Contemporary Art + Philanthropy

Public Spaces/Private Funding: Foundations for Contemporary Art

Terry Smith, author/editor

2007, 103 pages. University of New South Wales Press Ltd, Sydney, Australia www.unswpress.com.au (publisher); Sherman Contemporary Art Foundation, Paddington NSW (sponsor). Available through Hopkins Fulfillment Services, University of Washington Press, (800) 537-5487

Contemporary Art + Philanthropy is the outcome of a one-day forum held at Sherman Galleries, Sydney, on August 10, 2006. The book includes a selection of essays presented at the forum. Among the essays are "Contemporary Art Now: a World Picture," by Terry Smith; "A Firm Foundation for Developing Culture," by David Elliott; "Deliberating on the Role of the Foundation as Art Institution in North America: Dinosaur or Desideratum?" by Lynne Cooke; and "The Australian Art of Giving," by Rupert Myer.

Foundations discussed range from Dia Art Foundation in New York, Ydessa Hendeles Foundation in Toronto, Artspace in San Antonio and the (Emily) Pulitzer Foundation for the Arts in Saint Louis (in Lynne Cooke's essay) to Japan's Benesse Foundation, noted for its Naoshima Island project that includes a Tadao Ando-designed hotel and museum (in Gene Sherman's essay). Lists of artists and foundations from around the world appear throughout the essays.

One essay—"Public Spaces/Private Funding" by Gene Sherman—provides a list of international contemporary art deemed significant enough for the Kaldor Art Projects to want to bring to Australia: works by Christo and Jeanne-Claude, Nam Jun Paik, Vanessa Beecroft, Richard Long, Sol LeWitt, Jeff Koons, and Barry McGee.

Another—"Contemporary Art Now: A World Picture" is part contemporary art primer, part aesthetic monologue, and part insightful look into "spectacle capitalism" and globalization and how they effect artists concerned with place making.

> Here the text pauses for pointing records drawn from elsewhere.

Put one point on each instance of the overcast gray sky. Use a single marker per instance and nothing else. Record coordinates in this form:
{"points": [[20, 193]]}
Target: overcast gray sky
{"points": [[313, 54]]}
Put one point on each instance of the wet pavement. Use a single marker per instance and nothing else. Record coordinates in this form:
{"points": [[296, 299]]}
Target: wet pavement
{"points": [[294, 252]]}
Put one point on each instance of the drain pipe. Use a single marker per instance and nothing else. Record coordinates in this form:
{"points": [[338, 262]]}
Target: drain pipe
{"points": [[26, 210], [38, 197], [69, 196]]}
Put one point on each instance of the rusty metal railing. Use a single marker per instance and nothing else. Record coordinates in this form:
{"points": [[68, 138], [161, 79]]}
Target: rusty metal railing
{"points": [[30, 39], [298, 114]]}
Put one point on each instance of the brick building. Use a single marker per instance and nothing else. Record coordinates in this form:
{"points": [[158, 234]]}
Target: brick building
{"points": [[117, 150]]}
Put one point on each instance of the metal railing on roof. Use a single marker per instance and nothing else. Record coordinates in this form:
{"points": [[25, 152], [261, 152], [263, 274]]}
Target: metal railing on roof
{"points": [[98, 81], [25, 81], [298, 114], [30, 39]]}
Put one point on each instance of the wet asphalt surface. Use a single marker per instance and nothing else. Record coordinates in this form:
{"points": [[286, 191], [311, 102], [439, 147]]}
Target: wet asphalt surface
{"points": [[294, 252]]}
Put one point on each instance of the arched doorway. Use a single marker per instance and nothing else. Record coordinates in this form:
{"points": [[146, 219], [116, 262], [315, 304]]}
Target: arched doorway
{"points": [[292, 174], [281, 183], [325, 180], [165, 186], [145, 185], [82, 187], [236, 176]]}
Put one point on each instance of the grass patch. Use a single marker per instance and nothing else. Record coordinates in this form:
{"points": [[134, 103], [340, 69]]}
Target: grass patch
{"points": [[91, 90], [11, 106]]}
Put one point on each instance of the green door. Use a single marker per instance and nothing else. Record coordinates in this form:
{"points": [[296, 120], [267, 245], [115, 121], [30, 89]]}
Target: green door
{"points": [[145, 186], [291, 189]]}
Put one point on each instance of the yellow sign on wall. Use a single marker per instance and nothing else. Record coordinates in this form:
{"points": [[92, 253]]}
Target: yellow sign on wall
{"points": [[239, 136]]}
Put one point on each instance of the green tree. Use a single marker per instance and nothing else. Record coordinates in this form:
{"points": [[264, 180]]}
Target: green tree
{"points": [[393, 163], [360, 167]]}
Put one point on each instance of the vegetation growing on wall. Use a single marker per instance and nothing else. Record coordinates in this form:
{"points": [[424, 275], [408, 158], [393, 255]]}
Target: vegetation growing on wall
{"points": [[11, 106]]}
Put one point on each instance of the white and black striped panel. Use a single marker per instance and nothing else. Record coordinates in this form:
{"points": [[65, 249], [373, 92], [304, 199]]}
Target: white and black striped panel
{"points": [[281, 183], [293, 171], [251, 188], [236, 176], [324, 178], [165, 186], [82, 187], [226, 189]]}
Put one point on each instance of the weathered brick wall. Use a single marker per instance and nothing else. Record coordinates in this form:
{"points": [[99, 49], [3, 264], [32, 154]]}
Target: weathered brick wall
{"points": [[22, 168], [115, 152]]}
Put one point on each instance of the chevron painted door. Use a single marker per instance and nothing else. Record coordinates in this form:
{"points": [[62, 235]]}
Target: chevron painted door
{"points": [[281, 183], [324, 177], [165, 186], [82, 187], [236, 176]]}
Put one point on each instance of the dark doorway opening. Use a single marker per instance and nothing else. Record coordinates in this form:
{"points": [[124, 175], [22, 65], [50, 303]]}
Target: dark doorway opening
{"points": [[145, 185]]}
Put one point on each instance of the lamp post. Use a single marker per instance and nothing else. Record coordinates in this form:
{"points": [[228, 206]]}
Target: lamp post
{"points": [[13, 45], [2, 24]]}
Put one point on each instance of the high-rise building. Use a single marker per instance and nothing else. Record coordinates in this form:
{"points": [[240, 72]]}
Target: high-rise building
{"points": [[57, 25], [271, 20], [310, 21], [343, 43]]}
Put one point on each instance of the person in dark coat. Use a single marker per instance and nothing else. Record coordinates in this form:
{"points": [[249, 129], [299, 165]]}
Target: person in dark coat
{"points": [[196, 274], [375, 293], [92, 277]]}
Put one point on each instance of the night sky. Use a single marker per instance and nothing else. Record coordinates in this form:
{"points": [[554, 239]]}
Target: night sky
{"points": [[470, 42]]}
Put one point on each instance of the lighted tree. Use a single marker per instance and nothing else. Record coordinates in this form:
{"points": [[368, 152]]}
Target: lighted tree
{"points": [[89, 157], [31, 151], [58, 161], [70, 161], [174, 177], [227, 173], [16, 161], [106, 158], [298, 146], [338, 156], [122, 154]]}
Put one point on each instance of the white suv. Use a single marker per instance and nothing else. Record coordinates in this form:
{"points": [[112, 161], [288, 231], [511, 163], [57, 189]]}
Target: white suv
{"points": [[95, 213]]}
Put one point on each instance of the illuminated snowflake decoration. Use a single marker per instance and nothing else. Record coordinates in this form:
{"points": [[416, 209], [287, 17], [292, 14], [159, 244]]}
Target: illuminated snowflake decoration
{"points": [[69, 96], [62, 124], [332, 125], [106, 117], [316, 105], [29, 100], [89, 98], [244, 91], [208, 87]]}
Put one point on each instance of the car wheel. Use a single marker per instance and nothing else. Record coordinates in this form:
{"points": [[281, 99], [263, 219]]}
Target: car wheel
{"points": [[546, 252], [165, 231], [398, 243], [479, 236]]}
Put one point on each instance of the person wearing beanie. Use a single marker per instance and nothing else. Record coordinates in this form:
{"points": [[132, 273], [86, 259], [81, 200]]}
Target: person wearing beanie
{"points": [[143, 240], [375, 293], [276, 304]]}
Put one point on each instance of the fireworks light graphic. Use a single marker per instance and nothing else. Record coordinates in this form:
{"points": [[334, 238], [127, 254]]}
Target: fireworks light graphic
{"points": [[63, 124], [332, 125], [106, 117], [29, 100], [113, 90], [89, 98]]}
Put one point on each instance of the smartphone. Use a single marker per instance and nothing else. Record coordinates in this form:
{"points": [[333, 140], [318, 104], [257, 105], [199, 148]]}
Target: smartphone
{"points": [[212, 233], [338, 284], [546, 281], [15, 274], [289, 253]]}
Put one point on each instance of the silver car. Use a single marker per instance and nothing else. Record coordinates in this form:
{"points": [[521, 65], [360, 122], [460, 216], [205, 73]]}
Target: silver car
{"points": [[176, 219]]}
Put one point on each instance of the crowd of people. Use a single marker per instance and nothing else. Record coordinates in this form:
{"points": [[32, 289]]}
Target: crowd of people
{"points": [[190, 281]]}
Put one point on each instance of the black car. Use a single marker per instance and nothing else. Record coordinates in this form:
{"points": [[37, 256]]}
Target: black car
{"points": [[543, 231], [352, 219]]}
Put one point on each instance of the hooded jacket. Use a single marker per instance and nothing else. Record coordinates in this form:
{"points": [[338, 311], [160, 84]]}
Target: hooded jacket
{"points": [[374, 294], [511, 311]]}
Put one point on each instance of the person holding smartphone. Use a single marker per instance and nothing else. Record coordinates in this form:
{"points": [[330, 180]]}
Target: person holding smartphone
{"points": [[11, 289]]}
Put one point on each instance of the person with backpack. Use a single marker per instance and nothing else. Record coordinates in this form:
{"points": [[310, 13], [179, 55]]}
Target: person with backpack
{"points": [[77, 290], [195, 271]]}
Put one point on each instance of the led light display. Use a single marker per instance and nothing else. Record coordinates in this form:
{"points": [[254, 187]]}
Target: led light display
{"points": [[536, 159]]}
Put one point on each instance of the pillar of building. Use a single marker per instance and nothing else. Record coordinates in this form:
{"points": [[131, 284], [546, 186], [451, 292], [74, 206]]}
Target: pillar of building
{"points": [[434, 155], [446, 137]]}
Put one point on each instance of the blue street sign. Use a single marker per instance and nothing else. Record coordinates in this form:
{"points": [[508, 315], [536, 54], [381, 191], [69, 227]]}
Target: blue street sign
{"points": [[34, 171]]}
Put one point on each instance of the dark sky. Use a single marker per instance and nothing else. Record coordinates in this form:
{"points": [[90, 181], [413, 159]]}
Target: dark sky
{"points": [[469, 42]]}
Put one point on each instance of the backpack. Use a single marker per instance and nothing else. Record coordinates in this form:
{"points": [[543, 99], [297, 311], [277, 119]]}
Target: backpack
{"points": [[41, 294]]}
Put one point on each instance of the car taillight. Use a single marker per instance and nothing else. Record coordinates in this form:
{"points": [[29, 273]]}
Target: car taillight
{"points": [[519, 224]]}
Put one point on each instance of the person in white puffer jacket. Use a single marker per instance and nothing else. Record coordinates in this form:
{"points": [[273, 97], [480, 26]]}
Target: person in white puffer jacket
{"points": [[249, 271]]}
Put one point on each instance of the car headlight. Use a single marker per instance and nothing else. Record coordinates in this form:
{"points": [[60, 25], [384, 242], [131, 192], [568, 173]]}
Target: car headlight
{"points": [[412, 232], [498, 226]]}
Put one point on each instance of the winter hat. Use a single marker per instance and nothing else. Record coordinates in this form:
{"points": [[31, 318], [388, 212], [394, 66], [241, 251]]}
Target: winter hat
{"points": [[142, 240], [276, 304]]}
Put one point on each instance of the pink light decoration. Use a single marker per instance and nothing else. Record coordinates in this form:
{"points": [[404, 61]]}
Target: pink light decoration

In the essay, Terry Smith writes about Chinese art; offers an anti-colonial critique within advanced economies; follows installation art, photography, performance pieces, and globally networked collectives; and describes sustainable relationships with specific environments that have been developed by artists such as Andy Goldsworthy, Olafur Eliasson, and Carsten Holler.

So why read this book if you're considering funding contemporary art?

  • It provides excellent background and very specific information and it considers private foundations and governmental grant structures in its scope. Contemporary art is global by nature and the look into Australian concerns is both broadening and pertinent.
  • It is extremely well-written and, while the list of artists is daunting, this very fact makes it a good place to begin and to deepen both a funder's knowledge of contemporary concerns and the financial incentives specific to Australia (the United States has different but equally powerful incentives).
  • It provides a rationale to those who want to support community-based programs. "It may be only in smaller institutions including community art centers and university museums, where fearless and independent individual or collective thinking can develop and the idea of resistance can be redefined." (p. 17)
  • It supports broadening the educational base: "Encouraging audience participation in the complex and often wondrous process of understanding art can also lead to shared ownership, which no powerhouse museum, when push comes to shove, will allow." (p. 18)
  • It provides a picture of artists as often extremely generous funders of the arts and shows that involving them in the funding process produces both quality and diversity of selection.

I missed the inclusion of blogs, which I find extremely helpful in staying up with contemporary art in New Jersey, Philadelphia, and New York. I did, however, appreciate the appendices that include web sites, books, foundations, articles, and biographical background on the essayists.